In un Paese con oltre 10 milioni di ettari a foreste manca una vera e propria cultura selvicolturale. Con la conseguenza che siamo ben lontani dall’autosufficienza tanto da importare quasi i due terzi del nostro fabbisogno di materia prima legnosa. Siamo infatti i maggiori importatori al mondo di legname per l’industria e di legna da ardere; e, detto per inciso, siamo anche un Paese che continua a importare legname tagliato illegalmente..
«Un vero paradosso, dal momento che le risorse ci sarebbero ma manca la cultura per utilizzarle». Ne è convinto Piermaria Corona, coordinatore dell’istituendo Centro di ricerca per le foreste e il legno del Crea.
Una trasformazione che Corona definisce «molto positiva. Prima le unità operative principali nel settore forestale e del legno in Italia erano tre: una a Trento, impegnata nel monitoraggio e pianificazione forestale, poi l’istituto di Casale Monferrato (Al) che si occupa di pioppicoltura e arboricoltura da legno e quello di Arezzo che si occupa prevalentemente di selvicoltura».
Un segnale “culturale”
Ma soprattutto, sottolinea Corona «si tratta di un segnale di carattere culturale molto importante perché di fatto, anche se con diverse sfaccettature, l’obiettivo è diventato unico cioè quello del supporto alla filiera foresta-legno. Il settore forestale rappresenta il 6% del valore aggiunto dell’agricoltura ma non c’è un’adeguata consapevolezza anche a livello di Enti pubblici, e il fatto che si sia voluto creare un Centro unico è un segnale importante di presa di consapevolezza».
La filiera, dalla materia prima al prodotto di seconda trasformazione (carta e mobili), è la 2a industria manifatturiera italiana e conta nel complesso 80mila aziende, oltre 400mila addetti, un fatturato di circa 30 miliardi l’anno.

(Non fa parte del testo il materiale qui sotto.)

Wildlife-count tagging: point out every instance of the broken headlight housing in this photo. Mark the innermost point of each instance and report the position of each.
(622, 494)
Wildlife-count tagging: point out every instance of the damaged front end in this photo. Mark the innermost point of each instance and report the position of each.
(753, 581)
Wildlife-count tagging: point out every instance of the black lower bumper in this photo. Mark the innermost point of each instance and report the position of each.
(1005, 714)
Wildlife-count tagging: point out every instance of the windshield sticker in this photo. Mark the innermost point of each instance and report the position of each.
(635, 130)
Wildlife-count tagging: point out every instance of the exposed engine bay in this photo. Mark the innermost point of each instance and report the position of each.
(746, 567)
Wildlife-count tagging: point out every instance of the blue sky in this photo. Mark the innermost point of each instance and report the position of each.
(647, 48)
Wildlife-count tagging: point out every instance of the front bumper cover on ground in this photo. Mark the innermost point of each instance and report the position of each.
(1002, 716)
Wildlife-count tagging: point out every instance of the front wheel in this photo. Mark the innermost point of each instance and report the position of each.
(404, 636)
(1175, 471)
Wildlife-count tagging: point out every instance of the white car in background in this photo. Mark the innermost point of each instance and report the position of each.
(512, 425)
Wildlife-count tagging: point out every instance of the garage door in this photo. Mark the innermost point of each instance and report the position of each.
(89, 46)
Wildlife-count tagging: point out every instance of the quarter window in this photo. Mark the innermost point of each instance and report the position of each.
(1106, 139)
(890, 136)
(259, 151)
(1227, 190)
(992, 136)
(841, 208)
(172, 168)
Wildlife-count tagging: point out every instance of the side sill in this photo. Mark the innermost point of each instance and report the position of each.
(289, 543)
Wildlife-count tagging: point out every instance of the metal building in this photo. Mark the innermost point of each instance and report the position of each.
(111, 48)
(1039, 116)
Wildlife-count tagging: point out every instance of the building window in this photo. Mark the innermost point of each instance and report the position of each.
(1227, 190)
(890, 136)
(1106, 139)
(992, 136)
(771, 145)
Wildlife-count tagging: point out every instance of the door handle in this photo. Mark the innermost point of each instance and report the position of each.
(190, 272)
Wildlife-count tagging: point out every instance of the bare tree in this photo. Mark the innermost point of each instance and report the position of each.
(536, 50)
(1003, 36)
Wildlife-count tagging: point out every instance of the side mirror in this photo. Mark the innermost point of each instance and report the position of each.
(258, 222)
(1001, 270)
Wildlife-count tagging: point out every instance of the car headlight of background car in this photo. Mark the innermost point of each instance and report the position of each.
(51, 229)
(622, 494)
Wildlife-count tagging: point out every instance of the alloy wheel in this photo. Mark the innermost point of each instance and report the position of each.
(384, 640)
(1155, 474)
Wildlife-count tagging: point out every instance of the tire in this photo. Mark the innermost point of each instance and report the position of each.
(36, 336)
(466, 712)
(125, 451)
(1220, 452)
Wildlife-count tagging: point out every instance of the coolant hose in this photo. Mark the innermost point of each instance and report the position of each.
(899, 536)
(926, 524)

«Ogni anno, come sistema Paese, abbiamo bisogno di 50 milioni di mc di legname; le nostre foreste hanno un incremento annuo di massa legnosa di circa 36 milioni di mc; di questi ne utilizziamo solo 13-14 milioni di mc/anno, quindi una fetta importante di boschi non viene utilizzata. I boschi in Italia rappresentano circa il 36% della superficie nazionale e di questi più del 20% sono all’interno di aree protette. L’incremento che potrebbe essere sostenibilmente utilizzabile (tenendo conto del fatto che in molti casi l’utilizzo non è possibile per le difficili condizioni geomorfologiche) è intorno ai 20 milioni di mc/anno, avremmo quindi la possibilità di utilizzare 7-8 milioni di mc in più, e questo potrebbe portare a circa 35mila nuovi posti di lavoro».